Can it really be May 2007 and we’re already in the thick of a presidential campaign? Was that really a “debate” the other night among the eight Democratic hopefuls, 19 months before the 2008 election, and are 10 GOP candidates actually squaring off this week to declare themselves ready to run the nation? Will 2008 just feel like some form of déjà vu where desperate politicians try to say something new to a populace that by then wishes we hardly knew them?
Consider how elongated the election season has become: We will know the winner of the next two World Series before we know who will be the next president of the United States.
Once upon a recent time, say, the presidential election of 1976, challenger Jimmy Carter was just a blip on the nation’s radar screen as late as January of that year. The governor of Georgia and a man overtly motivated by religious impulses, Carter was the choice of only 4% of Democratic voters as late as January 26 of that year. His rise from near political obscurity to the Democratic nomination just a few months later was meteoric (and, in retrospect, maybe a good argument against short primary seasons), but the pace of the process was not unusual. Candidates typically announced their intentions late in the year prior to the election, and with generally enough resume and record so that people could judge their accomplishments and philosophy.

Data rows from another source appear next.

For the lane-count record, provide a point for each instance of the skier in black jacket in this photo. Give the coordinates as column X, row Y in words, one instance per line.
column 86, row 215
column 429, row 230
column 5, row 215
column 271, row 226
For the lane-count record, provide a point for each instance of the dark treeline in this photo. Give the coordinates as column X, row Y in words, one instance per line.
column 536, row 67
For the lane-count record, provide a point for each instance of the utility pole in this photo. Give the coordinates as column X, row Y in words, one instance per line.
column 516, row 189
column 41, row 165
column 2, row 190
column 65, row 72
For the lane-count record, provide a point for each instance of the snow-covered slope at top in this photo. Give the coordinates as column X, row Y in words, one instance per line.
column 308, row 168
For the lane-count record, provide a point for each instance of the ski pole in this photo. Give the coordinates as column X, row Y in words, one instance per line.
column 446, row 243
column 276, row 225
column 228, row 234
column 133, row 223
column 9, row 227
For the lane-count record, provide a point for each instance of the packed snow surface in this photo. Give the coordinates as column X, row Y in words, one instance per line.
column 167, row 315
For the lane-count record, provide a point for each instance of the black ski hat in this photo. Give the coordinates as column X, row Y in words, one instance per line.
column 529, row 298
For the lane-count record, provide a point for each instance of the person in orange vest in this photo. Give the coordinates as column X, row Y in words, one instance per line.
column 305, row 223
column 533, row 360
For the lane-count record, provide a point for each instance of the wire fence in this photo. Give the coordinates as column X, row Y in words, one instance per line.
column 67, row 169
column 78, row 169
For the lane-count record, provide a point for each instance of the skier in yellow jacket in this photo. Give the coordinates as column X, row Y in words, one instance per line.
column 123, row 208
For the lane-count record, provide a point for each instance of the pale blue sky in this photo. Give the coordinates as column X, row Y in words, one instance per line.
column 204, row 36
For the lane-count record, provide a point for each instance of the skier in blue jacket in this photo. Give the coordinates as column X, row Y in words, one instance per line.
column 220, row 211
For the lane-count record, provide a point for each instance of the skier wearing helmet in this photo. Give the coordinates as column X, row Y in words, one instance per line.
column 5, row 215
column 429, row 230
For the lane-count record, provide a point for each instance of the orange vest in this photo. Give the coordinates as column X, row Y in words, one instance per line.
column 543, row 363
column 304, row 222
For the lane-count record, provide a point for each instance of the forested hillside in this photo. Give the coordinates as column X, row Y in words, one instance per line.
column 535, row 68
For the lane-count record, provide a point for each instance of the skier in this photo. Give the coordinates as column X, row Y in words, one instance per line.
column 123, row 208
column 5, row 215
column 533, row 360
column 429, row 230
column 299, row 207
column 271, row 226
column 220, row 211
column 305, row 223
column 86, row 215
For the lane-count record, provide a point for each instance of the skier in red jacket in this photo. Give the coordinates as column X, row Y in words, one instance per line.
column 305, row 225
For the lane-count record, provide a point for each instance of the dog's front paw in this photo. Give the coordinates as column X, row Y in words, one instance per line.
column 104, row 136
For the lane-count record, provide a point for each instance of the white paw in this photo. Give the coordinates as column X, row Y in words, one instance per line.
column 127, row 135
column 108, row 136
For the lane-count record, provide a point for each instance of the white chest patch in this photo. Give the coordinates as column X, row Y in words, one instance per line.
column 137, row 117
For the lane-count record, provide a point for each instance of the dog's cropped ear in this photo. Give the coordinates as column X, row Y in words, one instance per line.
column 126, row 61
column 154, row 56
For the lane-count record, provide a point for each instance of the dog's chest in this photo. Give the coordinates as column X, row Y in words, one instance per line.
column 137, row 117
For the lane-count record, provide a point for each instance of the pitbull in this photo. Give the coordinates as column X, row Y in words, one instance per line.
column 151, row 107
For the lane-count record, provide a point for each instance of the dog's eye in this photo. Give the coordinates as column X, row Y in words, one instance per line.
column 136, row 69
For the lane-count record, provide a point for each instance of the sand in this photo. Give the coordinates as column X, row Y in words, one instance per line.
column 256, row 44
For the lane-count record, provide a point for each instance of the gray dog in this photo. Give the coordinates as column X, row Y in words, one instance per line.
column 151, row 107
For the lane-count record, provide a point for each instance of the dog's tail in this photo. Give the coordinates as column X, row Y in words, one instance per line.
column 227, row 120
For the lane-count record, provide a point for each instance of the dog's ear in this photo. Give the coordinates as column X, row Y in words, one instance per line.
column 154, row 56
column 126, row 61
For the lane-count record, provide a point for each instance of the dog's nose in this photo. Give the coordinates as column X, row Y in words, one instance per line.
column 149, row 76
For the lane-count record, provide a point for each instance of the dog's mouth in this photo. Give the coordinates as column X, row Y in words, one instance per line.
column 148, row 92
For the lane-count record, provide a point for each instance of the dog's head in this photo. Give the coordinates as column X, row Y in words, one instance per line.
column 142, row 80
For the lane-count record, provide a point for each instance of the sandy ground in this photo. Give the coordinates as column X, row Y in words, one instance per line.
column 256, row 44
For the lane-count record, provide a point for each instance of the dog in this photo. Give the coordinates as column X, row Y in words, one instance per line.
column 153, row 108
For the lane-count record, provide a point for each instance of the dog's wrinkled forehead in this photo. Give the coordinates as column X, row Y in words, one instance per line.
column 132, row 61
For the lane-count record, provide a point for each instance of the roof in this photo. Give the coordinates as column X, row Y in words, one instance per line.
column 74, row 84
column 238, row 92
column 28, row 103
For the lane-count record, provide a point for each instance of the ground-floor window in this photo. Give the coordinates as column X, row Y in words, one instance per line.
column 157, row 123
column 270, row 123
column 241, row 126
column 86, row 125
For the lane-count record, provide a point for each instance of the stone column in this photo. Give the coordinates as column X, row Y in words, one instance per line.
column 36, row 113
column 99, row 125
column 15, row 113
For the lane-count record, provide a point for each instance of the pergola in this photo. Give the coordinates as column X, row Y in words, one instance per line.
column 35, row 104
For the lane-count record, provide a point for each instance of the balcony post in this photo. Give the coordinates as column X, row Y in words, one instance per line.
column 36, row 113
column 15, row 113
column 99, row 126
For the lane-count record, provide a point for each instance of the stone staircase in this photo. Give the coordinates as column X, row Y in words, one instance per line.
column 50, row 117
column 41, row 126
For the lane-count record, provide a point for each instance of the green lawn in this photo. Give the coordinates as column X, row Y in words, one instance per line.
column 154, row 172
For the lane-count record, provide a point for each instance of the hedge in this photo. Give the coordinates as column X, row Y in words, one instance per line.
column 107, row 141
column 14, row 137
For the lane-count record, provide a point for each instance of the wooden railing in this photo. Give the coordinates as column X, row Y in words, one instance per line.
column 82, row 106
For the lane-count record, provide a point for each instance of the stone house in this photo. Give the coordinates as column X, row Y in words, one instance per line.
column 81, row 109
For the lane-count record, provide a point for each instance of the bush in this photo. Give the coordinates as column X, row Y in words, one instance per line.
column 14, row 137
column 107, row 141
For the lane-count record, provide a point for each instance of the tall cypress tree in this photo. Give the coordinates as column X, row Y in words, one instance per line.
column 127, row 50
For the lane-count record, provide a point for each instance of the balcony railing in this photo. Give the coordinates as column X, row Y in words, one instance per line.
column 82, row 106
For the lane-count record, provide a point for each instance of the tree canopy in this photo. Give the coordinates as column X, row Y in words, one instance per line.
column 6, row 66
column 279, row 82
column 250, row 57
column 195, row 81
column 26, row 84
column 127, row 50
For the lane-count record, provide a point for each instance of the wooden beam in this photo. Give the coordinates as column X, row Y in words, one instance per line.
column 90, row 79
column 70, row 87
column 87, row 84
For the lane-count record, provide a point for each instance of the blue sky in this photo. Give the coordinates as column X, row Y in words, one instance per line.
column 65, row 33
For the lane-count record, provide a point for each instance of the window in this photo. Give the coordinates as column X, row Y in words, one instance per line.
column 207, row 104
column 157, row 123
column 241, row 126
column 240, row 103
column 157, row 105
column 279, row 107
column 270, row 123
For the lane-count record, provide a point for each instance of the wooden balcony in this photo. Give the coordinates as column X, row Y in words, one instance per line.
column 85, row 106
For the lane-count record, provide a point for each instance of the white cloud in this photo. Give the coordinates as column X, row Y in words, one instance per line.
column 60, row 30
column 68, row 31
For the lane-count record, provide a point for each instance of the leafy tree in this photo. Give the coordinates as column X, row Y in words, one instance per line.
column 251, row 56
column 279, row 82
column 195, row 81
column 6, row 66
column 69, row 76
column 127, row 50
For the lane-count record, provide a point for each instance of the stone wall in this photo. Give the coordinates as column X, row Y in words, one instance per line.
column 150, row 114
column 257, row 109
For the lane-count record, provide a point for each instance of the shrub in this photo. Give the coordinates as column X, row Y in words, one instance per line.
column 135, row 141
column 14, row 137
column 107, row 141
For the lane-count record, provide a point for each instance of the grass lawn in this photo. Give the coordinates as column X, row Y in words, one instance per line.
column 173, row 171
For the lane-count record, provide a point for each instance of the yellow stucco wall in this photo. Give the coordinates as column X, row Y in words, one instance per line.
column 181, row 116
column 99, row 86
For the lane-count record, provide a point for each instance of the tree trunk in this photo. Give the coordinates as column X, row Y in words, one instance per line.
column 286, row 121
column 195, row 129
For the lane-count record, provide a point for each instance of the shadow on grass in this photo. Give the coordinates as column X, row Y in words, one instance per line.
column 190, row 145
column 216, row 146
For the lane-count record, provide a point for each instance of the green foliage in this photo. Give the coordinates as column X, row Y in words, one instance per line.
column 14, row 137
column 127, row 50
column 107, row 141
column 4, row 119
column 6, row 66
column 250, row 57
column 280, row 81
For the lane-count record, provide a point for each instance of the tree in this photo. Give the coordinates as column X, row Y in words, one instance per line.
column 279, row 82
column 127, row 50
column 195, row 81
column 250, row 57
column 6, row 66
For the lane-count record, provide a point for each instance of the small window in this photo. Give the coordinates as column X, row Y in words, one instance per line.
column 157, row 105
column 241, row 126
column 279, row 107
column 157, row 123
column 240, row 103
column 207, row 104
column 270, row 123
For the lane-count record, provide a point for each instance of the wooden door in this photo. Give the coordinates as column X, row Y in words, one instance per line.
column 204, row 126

Now, it seems, the primary season affords us a different experience and a different opportunity. For far too many candidates, it offers a chance to observe how much they will shade their accomplishments and change their philosophy to suit the primary voters to which they are appealing. The longer that season, the more tactical they become, tacking and veering to pick up the sustained breeze they believe will carry them to victory. Whether it’s Rudy Giuliani proclaiming his evolving admiration for conservative judges or Mitt Romney explaining why he is both pro-life and troubled by South Carolina’s proposed law to require pregnant women to see ultrasound images, this tacking can make spectators seasick.